Miniproject: Invasive species - petermr/CEVOpen GitHub Wiki
- Kanishka Parashar
- The dictionary contains information about aggressive invasive plants present worldwide.
- It consists of 469 plant invasive species.
- The dictionary contains: terms, name, taxon_name, taxon_common_name,synonyms, wikidataIDs, wikidataURL, wikipedia page, image, map of present invasive species.
Link to dictionary: https://github.com/petermr/CEVOpen/blob/master/dictionary/Invasive_species/invasive_plant.xml
- Development of dictionary plant_invasive to serve as a tool searching and annotating scientific articles
- Testing of getpapers; a web scrapper for open-source scientific literature and using it for the creation of a corpus "invasive"
- Running a dictionary-based search within the created corpus and drawing relationships between plants and country.
- Created a SPARQL Query by using values. Link: Invasive Species
-
getpapers
is a simple, powerful tool for querying repositories of scholarly articles using a simple one-line command. - It collects all freely available research papers in full text and xml format to your local machine.
-
Query code:
getpapers -q "(invasive plant species)" -k 100 -x -o invasive -f invasive/log.txt
- The command getpapers will initiate the process and -q refers to query which is to be searched. The query is entered in inverted commas as is done in "(invasive plant species) AND (essential oil)". The next element is -o which refers to output directory and the parameter that follows it in the name of the directory which is invasive in our case. Then, -x -p corresponds to xml and pdf files to be included in our search and -k 100 limits our search to 100 files omly.
- getpapers used to create corpus "invasive" of plant invasive species.
General code syntax: getpapers -q <"project title "> -o <file name> -x<xml> -p<pdf> -k <number of papers requied>
- ami is a framework for gathering, searching, transforming scholarly publications, oriented towards STEM (Science, technology, Engineering, Medicine, Mathematics).
Ami section which is used to section the research papers into the front, body, back ,floats and groups.

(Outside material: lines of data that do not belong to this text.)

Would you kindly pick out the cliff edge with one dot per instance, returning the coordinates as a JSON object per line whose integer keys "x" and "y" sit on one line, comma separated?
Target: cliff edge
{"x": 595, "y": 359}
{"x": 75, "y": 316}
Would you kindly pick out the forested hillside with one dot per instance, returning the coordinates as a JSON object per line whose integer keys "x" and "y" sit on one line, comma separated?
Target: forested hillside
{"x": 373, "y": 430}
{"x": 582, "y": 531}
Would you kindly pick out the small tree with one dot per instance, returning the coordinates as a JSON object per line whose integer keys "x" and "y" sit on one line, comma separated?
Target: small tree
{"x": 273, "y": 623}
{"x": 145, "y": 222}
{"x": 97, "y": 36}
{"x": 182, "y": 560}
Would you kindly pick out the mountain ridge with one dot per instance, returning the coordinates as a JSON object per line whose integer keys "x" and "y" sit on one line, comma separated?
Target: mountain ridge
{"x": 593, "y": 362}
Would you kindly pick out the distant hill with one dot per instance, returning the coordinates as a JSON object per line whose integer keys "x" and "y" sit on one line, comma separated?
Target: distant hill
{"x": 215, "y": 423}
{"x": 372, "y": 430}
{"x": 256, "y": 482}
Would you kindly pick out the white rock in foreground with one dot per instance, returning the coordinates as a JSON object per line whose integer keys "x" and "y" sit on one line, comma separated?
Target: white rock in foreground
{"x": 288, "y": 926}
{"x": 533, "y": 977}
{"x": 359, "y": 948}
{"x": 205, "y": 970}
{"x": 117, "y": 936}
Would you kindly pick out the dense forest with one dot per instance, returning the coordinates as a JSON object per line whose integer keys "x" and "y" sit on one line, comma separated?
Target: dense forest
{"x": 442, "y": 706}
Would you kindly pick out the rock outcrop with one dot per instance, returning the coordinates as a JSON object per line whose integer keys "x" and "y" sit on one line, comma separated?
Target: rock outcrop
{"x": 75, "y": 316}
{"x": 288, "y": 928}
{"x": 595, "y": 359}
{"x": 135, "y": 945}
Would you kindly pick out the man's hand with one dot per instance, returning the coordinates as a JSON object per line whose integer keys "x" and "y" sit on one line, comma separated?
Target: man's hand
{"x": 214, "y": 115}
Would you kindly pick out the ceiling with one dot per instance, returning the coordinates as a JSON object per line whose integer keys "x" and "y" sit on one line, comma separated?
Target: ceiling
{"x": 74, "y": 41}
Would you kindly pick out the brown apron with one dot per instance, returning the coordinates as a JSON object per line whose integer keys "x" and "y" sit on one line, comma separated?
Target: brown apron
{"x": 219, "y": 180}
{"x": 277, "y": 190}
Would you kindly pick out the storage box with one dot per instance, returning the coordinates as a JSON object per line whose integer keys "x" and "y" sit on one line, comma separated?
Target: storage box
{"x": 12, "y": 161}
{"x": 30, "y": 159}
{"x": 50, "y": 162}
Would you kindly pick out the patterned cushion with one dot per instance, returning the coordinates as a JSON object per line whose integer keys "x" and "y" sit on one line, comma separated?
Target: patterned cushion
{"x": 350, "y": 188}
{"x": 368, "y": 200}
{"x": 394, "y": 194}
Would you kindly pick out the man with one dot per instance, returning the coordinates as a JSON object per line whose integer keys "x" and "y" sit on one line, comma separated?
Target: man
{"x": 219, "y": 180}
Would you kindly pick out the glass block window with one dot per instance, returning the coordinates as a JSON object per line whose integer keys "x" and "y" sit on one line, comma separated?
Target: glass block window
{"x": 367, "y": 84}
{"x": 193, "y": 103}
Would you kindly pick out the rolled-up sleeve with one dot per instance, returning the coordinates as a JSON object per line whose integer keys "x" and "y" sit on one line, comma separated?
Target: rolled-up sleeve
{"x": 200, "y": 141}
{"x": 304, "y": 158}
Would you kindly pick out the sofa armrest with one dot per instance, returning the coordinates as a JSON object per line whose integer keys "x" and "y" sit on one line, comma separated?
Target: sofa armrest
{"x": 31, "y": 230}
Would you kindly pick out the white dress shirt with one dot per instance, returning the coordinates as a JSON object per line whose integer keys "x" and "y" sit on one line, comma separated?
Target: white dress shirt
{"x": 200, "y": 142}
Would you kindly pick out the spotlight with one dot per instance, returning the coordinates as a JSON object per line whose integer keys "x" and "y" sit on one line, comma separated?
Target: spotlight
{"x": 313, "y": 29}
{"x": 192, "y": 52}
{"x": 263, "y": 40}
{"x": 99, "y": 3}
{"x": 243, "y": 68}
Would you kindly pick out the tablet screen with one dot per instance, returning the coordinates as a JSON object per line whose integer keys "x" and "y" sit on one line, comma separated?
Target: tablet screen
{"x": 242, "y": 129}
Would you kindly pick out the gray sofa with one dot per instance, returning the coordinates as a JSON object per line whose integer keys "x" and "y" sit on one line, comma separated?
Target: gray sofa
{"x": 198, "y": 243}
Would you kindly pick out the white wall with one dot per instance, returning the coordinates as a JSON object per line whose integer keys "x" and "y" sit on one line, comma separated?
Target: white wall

Sectioning of downloaded files will create a tree structure for us which will help in exploring the content of the file. Sectioning done using section function of ami .Which runs on command prompt.
General code syntax: ami -p <cproject> section
Query code:
ami –p Invasive_species section
Ami search which search and analysis the terms in your project repository and gives the frequency is terms and the histogram of your corpus.
General code syntax: ami –p <cprooject><directory> search –dictionary <path>
Query code:
ami -p Invasive_species search --dictionary invasive_plant
For search_lib, download PAPERS into PROJECTS , find SECTIONS and index with (DICTIONARIES and/or PATTERNS) into a searchable KNOWLEDGEBASE and analyse for new INSIGHTS.
General code syntax: python search_lib.py --dict --sect --proj
Link for search_lib result (Tester 3- Kanishka Parashar): https://github.com/petermr/openDiagram/wiki/Test-Report-for-Search_lib
- Collected freely available paper from EUROPMC. Once command executive.
Figure: Showing output of getpapers.
- Result of ami section. It sections the papers in directory.
Figure: OUTPUT of "ami-section"
-Results are in the form of table , histogram and in the each folder results.
Figure: OUTPUT of AMI search in table with frequency.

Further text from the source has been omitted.